Nothing in the BIOS seemed to help, and updating to the latest version of the
firmware didn't seem to help much.

Eventually I just looked into some kernel docs decided that setting the IOMMU
mode to pt during bootup might work. Specifically, I added the following to my
grub config.

GRUB_CMDLINE_LINUX_DEFAULT="quiet iommu=pt"

Not sure if this will help any of you, but it did completely eliminate the
problems I had.

Shameless plug, wrote a blog about my investigations into it:

[https://ibiscybernetics.com/blog/2017-05-24.html](https://ibiscybernetics.com/blog/2017-05-24.html)

------
krylon
I bought a custom-built Rzyen-based PC around Easter, and I have experienced
some issues with it; I am not sure, though, were to put the blame (CPU,
motherboard/firmware, operating system (which is openSUSE Tumbleweed)).

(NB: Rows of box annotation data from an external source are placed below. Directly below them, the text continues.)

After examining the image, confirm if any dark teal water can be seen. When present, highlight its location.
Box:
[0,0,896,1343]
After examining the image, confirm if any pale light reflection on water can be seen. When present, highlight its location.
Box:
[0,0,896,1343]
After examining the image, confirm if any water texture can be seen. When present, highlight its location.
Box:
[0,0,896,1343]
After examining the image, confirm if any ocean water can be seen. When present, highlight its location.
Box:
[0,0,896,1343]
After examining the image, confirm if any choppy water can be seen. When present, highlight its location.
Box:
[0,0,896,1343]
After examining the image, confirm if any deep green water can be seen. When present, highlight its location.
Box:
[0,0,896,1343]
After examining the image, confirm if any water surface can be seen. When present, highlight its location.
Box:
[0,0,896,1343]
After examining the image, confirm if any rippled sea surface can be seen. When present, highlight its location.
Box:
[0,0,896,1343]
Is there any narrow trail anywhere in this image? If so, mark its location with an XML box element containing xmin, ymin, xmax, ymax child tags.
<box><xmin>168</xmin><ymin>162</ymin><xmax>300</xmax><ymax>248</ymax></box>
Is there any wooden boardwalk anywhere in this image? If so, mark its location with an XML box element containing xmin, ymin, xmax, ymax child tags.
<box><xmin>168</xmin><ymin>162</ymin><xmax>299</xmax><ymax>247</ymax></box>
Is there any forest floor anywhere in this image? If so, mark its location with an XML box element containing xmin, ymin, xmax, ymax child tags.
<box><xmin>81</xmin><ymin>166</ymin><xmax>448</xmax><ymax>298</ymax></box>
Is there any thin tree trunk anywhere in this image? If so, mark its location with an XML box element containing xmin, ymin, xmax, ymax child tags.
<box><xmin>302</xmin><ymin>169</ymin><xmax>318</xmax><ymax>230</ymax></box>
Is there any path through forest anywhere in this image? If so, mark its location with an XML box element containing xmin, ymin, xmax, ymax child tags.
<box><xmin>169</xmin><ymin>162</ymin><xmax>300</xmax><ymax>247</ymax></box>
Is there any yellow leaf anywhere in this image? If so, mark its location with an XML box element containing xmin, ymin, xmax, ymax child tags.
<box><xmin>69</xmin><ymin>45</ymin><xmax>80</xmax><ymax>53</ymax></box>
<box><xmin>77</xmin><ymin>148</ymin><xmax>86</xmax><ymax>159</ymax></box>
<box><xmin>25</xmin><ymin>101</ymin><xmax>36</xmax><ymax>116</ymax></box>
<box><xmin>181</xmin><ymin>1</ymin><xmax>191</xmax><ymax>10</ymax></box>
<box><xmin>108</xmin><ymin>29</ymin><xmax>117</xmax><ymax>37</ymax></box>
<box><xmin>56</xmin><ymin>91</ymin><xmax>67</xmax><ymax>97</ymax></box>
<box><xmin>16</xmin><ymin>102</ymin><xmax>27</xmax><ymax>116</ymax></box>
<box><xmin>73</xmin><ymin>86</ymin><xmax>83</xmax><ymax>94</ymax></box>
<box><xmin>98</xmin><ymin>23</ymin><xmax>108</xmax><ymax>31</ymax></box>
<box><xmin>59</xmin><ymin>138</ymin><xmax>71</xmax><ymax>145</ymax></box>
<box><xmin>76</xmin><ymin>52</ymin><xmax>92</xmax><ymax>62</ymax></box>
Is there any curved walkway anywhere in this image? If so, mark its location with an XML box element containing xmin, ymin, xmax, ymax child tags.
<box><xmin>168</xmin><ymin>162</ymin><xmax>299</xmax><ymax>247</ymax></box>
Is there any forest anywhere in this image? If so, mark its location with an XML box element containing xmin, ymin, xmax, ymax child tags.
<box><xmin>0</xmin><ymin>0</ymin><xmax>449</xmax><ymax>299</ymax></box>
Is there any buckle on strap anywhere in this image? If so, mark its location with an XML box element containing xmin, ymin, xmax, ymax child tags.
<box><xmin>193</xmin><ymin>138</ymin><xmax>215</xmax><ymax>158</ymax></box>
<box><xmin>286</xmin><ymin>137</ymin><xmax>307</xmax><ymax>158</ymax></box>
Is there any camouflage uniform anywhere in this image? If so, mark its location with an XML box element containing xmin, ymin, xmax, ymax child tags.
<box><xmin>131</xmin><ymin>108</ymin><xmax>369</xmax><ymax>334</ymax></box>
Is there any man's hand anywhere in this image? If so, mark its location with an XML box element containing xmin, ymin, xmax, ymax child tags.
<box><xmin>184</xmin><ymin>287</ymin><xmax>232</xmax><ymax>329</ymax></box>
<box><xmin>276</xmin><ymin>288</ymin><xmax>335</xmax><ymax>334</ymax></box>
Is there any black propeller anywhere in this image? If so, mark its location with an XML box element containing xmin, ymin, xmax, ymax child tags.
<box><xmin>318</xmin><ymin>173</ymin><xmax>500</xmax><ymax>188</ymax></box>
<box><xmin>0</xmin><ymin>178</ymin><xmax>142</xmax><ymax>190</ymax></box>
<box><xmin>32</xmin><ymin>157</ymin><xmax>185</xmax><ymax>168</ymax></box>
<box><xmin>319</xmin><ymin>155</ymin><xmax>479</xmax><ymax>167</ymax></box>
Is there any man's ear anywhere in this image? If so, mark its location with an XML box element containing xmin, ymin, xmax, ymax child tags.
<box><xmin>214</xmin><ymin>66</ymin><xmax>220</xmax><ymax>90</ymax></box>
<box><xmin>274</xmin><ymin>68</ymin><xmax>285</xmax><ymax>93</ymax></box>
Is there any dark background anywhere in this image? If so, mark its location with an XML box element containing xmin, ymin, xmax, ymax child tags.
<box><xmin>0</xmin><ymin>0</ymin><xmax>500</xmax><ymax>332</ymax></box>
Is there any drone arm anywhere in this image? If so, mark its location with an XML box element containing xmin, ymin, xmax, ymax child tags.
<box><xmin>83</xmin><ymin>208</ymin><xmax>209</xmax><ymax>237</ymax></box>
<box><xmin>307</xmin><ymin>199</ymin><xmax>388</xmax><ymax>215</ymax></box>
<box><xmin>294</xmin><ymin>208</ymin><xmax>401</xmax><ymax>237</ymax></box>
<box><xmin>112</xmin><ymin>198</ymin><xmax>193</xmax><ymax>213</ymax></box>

Under heavy load, the machine has performed most gracefully. However, the
machine does freeze (almost) completely when left idle for a while (usually >
1 hour). When it happens, it _sometimes_ still responds to pings, but nothing
more; if I try to ssh into it from my laptop, I do not even receive a TCP ACK.

Unfortunately, I guess, there is no Kernel Panic, so no memory dump I could
inspect or send to somebody who actually knows how to make sense of it.

On the upside, I have gotten into the habit of putting the machine into
standby when I leave it alone for more than a couple of minutes, and I was
pleasantly surprised that Suspend-to-Disk is a very acceptable option with an
M.2 SSD. ;-P

Asus (who built my mainboard) releases firmware updates (which include
microcode updates) on a fairly regular basis, so I hope this problem will be
fixed eventually. I knew there was a risk of something like this happening
when I got this machine, and overall, I am not disappointed. Otherwise, I am _
_very_ _ happy with the machine.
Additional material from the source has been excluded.